Outdoor-Smartphones sind für gewöhnlich nicht gerade handliche Geräte, obwohl sie selten größere Displays mit über 5 Zoll in der Diagonale besitzen. Was sie so klobig macht sind die widerstandsfähigen Gehäuse, womit derartige Geräte auf Baustellen, im Wald oder beim klettern jede Schlammschlacht ohne mit der Wimper zu zucken mitmachen. Das nun angekündigte Kyocera DuraForce XD bringt den robusten Outdoor-Spaß nun auf ein neuen Level was sich auf die Größe der Geräte bezieht.
Ob das Phablet auch zu uns kommt ist eher fraglich, denn angekündigt wurde es vom US-amerikanischen Netzbetreiber AT&T – allerdings macht es damit auch wiederum Hoffnungen, denn AT&T nutzt den GSM-Standard für sein Netz. Das Kyocera DuraForce XD wäre somit theoretisch auch bei uns nutzbar.

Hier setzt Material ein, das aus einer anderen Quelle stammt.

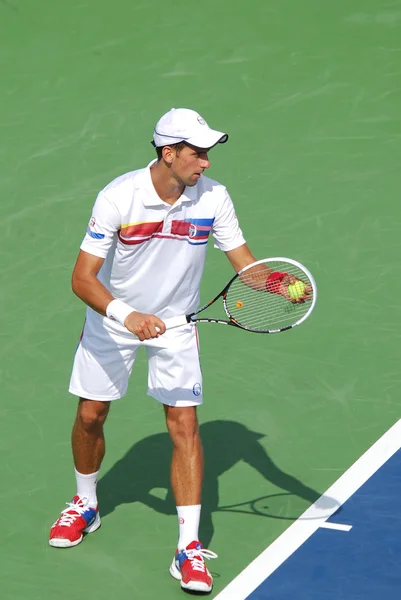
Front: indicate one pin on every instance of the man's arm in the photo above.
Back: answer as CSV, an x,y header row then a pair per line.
x,y
88,288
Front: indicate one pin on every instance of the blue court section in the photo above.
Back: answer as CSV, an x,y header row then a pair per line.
x,y
364,563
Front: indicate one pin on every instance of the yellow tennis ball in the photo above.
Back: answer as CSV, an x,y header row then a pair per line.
x,y
296,290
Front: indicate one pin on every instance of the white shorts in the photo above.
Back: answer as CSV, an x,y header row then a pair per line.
x,y
105,357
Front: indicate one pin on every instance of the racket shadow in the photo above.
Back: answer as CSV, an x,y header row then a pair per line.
x,y
143,474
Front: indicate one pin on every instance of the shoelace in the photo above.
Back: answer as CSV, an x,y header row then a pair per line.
x,y
67,518
198,564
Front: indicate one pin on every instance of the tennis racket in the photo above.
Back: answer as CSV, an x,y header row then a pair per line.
x,y
256,300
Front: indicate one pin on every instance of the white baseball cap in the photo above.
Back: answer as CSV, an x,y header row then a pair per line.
x,y
185,125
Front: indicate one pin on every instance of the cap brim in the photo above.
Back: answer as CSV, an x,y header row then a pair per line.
x,y
210,139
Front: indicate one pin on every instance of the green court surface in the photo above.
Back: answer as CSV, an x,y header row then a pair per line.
x,y
310,95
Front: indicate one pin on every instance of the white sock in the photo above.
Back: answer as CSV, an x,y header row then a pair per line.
x,y
188,519
86,487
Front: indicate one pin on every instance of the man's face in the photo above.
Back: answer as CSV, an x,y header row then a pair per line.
x,y
188,164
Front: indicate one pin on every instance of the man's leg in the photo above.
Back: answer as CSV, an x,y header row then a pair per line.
x,y
186,480
88,449
187,459
88,446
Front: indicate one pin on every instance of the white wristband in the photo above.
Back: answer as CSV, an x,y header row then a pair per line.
x,y
118,311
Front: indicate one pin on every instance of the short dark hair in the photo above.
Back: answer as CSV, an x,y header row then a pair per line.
x,y
178,147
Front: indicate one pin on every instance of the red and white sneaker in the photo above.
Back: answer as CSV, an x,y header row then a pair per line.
x,y
74,521
189,566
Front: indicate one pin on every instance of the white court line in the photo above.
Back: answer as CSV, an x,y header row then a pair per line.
x,y
336,526
314,517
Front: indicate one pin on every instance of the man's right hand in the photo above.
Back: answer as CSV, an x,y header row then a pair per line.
x,y
144,326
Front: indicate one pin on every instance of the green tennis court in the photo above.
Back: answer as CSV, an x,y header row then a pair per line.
x,y
309,93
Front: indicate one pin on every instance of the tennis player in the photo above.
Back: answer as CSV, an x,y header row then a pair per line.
x,y
141,261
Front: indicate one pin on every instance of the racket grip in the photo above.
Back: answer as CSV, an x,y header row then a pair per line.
x,y
175,322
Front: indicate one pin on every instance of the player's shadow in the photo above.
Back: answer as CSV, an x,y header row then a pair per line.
x,y
146,467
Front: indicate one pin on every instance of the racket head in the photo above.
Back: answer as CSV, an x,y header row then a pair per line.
x,y
249,304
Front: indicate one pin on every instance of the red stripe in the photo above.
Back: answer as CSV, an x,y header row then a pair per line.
x,y
133,242
180,227
142,229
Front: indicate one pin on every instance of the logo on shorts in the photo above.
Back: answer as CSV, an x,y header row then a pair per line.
x,y
197,389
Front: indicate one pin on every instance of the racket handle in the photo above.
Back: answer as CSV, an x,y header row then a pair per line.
x,y
175,322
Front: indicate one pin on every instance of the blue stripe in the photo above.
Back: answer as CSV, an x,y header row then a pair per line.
x,y
202,222
96,236
89,516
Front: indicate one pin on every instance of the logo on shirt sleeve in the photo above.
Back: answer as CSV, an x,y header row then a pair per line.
x,y
94,234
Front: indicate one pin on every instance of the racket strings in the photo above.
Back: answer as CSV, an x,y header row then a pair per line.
x,y
250,303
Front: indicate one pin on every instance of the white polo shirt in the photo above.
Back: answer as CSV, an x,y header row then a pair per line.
x,y
155,253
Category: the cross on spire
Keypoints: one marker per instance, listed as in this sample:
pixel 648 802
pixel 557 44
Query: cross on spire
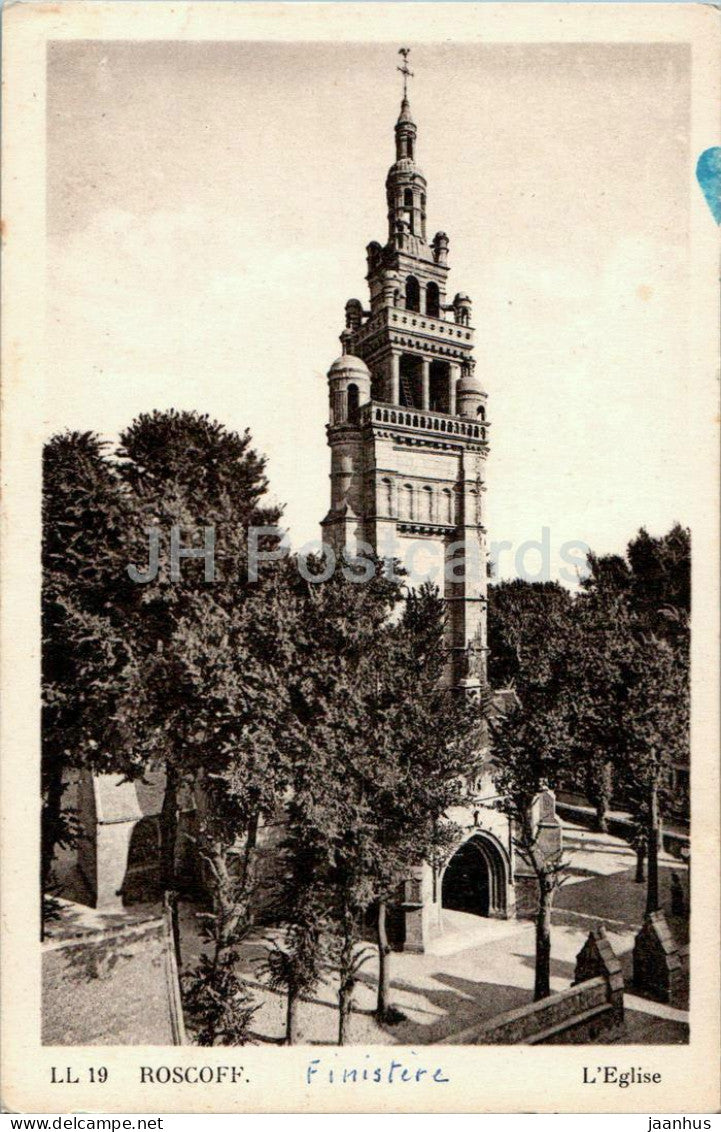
pixel 405 70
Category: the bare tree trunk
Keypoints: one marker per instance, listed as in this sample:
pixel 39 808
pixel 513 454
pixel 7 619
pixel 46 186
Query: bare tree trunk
pixel 291 1017
pixel 169 829
pixel 641 862
pixel 384 963
pixel 652 890
pixel 51 820
pixel 169 842
pixel 249 865
pixel 345 985
pixel 542 986
pixel 602 800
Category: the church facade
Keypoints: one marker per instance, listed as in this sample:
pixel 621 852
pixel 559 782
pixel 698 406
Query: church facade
pixel 409 438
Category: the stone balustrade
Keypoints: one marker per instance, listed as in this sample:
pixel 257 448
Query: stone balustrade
pixel 377 412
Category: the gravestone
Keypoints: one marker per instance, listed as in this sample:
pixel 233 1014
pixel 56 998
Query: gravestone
pixel 657 962
pixel 597 957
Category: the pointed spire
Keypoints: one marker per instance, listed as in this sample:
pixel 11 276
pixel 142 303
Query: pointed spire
pixel 405 70
pixel 405 117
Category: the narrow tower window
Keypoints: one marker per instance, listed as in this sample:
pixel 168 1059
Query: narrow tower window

Aber zurück zu dem Smartphone an sich, denn mit einem 5,7 Zoll in der Diagonale messenden Display setzt das Smartphone des japanischen Herstellers neue Rekorde bei der Größe. Der Beschreibung nach scheint die Auflösung bei 1.280 x 720 Pixel zu liegen. Selbst der wechselbare Akku ist mit 3.700 mAh erfreulich groß dimensioniert, sodass das Phablet eine gute Ausdauer verspricht. Leider ist das auch der Knackpunkt an der Sache: Weitere technische Daten wie Prozessor, Speicher, Kamera oder andere Dinge sind noch nicht bekannt. Immerhin sind die Stereo-Lautsprecher mit bis zu 110 dB extrem laut.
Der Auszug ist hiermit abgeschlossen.